During the process of marginalization, the media always presented the railroads as an archaic form of transportation. Likewise, successful European or Asian passenger trains were characterized as quaint and touristy. Not until our trains were long gone and the rest of the world's weren't did the media start showing us the "modern and space age" trains of France, Japan, and etc. Now the only experienced passenger car builders come from places other than the United States.

Demonization is an extreme form. Not only were railroads characterized as archaic and outdated, but they were placed in a blame situation for almost every possible annoyance that a transportation form could have. They were too hot, too cold, unsafe, they contributed to noise, pollution, they dispoiled the land, they were founded by robber barrons who never repaid their debt to society.

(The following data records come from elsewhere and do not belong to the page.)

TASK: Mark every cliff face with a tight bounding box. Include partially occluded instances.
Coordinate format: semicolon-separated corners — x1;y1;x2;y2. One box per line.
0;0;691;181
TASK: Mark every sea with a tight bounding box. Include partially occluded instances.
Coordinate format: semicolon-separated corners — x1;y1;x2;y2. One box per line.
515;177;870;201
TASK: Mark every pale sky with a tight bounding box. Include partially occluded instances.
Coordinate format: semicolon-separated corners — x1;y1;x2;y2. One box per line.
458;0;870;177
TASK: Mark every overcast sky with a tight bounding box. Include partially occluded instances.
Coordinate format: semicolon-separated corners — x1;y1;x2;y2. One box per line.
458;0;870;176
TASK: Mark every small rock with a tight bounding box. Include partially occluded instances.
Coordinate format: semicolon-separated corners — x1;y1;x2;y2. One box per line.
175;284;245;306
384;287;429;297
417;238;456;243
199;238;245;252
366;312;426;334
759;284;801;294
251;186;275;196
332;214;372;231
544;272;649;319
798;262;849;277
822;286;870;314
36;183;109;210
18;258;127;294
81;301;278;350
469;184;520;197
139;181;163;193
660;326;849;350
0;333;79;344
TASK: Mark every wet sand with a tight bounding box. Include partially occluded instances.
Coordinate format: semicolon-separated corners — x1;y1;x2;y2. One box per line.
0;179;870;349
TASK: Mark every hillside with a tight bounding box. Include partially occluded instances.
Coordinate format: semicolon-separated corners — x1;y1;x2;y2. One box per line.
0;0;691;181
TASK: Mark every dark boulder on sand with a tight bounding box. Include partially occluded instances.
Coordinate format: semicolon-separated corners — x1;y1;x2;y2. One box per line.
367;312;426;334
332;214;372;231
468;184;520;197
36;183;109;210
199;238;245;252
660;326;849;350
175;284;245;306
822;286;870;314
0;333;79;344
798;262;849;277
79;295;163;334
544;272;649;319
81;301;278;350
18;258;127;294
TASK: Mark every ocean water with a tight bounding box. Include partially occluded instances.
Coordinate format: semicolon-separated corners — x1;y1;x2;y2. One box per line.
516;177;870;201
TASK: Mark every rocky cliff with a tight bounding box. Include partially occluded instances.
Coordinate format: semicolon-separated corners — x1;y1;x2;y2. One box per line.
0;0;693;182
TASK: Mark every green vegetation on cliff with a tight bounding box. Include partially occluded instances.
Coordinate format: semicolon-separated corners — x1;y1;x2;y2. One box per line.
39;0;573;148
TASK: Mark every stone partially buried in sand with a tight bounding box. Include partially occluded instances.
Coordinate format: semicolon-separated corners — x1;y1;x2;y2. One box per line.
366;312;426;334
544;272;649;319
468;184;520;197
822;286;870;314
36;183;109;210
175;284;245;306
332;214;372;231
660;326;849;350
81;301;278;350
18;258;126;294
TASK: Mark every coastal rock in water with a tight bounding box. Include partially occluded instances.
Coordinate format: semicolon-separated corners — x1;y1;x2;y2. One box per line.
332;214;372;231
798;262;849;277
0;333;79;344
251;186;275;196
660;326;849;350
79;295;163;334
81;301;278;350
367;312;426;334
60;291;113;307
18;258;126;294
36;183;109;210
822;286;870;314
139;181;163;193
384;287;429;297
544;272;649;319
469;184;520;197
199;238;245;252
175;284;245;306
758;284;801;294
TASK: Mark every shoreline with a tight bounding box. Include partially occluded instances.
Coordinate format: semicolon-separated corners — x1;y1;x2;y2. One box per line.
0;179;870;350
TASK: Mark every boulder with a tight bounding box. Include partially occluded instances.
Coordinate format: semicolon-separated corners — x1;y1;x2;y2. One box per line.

Trains retreated, they retrenched, and they kept a low profile. Today they do their jobs without the high advertising budgets of airlines and auto manufacturers. Throughout the world, however, railroads haul more passengers more miles and more comfortably than do today's airlines. But they don't do it here.

Mister Trains still gets comments from people who don't get it. From those who say rail is archaic. We bet that fewer people in the rest of the world feel that way. Where Passenger Rail was never marginalized or demonized, it flourishes.